Sonntag, 29. Juli: Christian Vogel freute sich, im Cinenova-Kino in Köln-Ehrenfeld zur Preview seines Filmes „Egal was kommt“ im Publikum viele bekannte Gesichter zu entdecken. Schließlich habe er in der Nähe studiert, was diesen Umstand erkläre. Obwohl er selbst im Alleingang für Regie, Produktion und Kamera seines Films verantwortlich zeichnet und sich selbst auch häufig im Bild eingefangen hat, betonte er vor der Projektion des Films, dass es sich hier trotzdem um eine Gemeinschaftsarbeit handele, so dass es der Film von „bestimmt einem Dutzend Menschen“ sei. Für Vogel war es schon von Jugend an ein Traum, einmal mit dem Motorrad alleine die Welt zu umrunden. Als es schließlich im Jahr 2015 tatsächlich so weit war, Vogel seinen Job und seine Wohnung gekündigt hatte und sich von Frankfurt am Main aus auf den Weg machte, stand noch gar nicht so recht fest, dass am Ende daraus ein Kinofilm werden würde. Der Journalist hatte nach eigenem Bekunden das „Problem vieler Fernsehmenschen, die einfach nicht aus ihrer Haut kommen“. Obwohl der Trip als Auszeit gedacht war, war die Kamera von Anfang an dabei, da Vogel nicht wusste, wie er die Geschichte ohne Kamera erzählen könne.
So hielt er bei allem, was er rund um den Globus erlebte, immer die Kamera und die GoPro drauf, filmte auch dann, wenn es eigentlich gar nicht erlaubt war.

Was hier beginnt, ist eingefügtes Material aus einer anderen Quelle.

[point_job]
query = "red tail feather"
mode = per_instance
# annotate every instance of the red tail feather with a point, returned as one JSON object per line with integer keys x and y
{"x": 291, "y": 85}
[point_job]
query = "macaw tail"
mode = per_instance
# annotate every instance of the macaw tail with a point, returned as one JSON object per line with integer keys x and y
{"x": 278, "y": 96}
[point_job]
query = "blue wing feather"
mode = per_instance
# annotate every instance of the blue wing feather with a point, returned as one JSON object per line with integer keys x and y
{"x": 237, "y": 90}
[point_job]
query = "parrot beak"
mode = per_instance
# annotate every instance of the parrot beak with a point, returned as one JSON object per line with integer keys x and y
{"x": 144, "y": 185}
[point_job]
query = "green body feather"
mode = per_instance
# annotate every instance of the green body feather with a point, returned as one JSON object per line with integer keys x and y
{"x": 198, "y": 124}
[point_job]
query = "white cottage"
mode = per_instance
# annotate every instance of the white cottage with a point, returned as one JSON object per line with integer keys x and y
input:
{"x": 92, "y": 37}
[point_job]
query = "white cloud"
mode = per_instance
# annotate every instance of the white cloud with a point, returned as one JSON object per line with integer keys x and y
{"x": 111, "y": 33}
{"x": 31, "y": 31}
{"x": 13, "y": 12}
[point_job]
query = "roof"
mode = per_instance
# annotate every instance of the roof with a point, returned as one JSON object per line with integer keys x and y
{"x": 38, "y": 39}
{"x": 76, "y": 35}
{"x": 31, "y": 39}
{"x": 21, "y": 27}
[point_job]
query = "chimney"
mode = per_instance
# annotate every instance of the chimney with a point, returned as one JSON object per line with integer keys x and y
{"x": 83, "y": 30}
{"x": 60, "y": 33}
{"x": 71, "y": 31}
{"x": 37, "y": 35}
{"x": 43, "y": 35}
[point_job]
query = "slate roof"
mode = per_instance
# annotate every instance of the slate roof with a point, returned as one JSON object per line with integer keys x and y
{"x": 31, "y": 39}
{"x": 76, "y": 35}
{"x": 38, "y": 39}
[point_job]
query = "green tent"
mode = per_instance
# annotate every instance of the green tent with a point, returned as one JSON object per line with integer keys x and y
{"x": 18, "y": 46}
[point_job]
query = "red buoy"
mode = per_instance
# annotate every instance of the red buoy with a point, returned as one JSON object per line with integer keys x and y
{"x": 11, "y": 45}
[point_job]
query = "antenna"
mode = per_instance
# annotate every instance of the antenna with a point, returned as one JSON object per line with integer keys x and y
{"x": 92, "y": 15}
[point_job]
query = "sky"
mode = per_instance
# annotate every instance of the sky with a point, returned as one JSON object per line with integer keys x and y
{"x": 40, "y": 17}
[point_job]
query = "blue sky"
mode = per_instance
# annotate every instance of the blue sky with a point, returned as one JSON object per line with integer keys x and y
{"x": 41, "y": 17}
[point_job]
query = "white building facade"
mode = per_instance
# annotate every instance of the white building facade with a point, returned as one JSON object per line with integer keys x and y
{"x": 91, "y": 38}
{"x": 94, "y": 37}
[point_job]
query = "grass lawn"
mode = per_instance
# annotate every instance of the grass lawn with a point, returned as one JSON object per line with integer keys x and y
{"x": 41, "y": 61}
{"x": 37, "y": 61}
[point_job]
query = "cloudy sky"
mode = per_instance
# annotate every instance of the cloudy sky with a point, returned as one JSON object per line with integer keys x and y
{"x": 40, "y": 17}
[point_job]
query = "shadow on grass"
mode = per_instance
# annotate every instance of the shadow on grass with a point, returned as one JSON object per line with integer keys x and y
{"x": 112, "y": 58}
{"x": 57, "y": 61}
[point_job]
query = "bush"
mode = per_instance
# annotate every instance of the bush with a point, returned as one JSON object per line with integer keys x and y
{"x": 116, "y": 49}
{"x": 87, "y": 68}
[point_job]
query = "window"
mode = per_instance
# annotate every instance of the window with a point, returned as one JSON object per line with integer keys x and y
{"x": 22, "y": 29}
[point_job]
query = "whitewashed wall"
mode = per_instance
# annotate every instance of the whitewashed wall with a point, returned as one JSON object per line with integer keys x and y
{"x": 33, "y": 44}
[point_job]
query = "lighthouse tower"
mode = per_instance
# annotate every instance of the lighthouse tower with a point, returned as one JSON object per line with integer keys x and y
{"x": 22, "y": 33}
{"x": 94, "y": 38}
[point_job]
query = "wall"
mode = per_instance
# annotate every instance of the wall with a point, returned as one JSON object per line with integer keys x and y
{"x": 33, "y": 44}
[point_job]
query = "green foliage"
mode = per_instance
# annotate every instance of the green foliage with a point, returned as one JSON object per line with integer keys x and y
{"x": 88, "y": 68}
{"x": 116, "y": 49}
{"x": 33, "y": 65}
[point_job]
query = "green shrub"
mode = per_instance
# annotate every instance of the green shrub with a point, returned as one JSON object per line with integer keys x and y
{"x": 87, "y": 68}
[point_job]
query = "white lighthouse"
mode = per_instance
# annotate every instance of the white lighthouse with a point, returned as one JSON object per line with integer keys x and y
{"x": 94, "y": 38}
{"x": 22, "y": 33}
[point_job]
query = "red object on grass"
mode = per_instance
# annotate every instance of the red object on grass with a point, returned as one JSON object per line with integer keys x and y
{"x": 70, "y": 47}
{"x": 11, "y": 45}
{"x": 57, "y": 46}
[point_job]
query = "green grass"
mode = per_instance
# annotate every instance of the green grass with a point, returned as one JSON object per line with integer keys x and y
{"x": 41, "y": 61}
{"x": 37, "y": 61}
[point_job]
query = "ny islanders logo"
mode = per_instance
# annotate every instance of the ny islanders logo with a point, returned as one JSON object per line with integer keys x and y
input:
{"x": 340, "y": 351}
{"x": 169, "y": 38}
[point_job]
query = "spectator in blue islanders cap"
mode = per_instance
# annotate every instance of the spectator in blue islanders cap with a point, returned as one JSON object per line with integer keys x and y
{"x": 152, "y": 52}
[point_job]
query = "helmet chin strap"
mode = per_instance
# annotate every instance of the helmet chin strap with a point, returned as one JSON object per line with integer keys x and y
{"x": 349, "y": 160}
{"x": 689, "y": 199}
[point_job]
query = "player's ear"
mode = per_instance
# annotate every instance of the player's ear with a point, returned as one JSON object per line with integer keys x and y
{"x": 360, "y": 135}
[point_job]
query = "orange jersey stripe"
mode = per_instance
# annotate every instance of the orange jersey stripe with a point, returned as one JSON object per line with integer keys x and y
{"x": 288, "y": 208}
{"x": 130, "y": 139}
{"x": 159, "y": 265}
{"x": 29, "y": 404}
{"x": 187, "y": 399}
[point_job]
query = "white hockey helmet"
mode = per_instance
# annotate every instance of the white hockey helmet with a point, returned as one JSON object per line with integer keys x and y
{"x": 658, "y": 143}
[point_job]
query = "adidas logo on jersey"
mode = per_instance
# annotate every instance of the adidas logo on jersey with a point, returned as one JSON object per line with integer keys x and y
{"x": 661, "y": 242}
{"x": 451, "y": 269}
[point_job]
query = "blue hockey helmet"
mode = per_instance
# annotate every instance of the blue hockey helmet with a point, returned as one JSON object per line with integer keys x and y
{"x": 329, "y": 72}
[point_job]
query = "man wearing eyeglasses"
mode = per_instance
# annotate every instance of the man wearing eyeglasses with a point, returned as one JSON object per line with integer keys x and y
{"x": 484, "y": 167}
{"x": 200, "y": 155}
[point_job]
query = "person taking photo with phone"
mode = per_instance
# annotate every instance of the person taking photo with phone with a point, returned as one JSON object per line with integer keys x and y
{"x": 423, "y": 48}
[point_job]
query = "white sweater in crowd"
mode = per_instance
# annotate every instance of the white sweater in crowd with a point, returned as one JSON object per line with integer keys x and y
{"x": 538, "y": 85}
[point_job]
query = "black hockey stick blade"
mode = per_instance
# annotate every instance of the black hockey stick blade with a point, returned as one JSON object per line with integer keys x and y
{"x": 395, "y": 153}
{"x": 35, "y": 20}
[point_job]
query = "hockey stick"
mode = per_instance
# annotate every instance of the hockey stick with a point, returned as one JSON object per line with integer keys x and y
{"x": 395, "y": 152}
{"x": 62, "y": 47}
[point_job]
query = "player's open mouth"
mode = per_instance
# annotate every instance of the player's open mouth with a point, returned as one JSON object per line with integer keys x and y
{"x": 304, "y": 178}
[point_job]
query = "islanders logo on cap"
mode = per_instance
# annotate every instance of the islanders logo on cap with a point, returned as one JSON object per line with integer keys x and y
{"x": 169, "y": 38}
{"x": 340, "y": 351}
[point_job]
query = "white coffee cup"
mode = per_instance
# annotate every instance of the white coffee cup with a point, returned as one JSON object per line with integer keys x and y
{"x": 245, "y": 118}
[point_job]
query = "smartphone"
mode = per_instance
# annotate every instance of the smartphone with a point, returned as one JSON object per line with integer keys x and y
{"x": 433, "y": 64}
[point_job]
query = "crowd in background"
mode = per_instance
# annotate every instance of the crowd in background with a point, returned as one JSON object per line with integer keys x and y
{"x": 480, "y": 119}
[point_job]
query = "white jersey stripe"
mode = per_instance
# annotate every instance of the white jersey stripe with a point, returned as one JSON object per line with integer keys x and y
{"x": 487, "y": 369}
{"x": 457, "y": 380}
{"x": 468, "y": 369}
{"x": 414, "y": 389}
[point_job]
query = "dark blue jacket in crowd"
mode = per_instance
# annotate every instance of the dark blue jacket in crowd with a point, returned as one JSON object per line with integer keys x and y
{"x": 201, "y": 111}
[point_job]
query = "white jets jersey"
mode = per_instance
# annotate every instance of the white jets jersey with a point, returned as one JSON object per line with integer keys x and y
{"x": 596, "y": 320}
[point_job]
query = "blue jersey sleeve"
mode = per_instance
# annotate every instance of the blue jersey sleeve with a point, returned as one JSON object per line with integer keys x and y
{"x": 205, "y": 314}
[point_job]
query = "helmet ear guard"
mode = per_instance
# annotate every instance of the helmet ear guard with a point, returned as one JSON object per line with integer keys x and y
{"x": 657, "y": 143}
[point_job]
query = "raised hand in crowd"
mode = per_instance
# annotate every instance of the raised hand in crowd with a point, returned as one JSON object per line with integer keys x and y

Beispielsweise bei seiner Durchquerung Chinas, für die ihm ein Aufpasser zur Seite gestellt wurde, ohne den er keinen einzigen Schritt unternehmen durfte. Fotos zu machen wäre in den meisten Fällen okay gewesen, deswegen benutzte Christian Vogel eine Kamera, die wie ein Fotoapparat aussah. Seine GoPro war dermaßen dreckig und verklebt, dass er sie oftmals einfach mitlaufen ließ, ohne dass sein Gegenüber davon etwas bemerkte. Wahrscheinlich hätte er großen Ärger bekommen, wenn das herausgekommen wäre, aber in Köln meinte der Filmemacher lapidar: „Ich hatte in der Hinsicht einfach viel Schwein.“ Erst ein halbes Jahr, nachdem er wieder in Deutschland gelandet war, formte sich schließlich die Idee, mehr mit dem Material zu machen und daraus vielleicht sogar einen Dokumentarfilm fürs Kino zu zimmern. Vogel sah sich dabei einem Rohmaterialwust von 650 Stunden gegenüber, den er schließlich stets nach Feierabend sichtete und deswegen schon wenige Tage nach seiner selbstverordneten Auszeit wieder in Arbeit erstickte, obwohl er viel lieber einfach wieder auf sein Motorrad gestiegen und auf eine neue Tour aufgebrochen wäre. Auch jetzt sei an eine zweite Weltreise noch lange nicht zu denken, weil der Kinostart von „Egal was kommt“ und die damit einhergehende Premierentour den Weltenbummler zeitlich geradezu überfahre.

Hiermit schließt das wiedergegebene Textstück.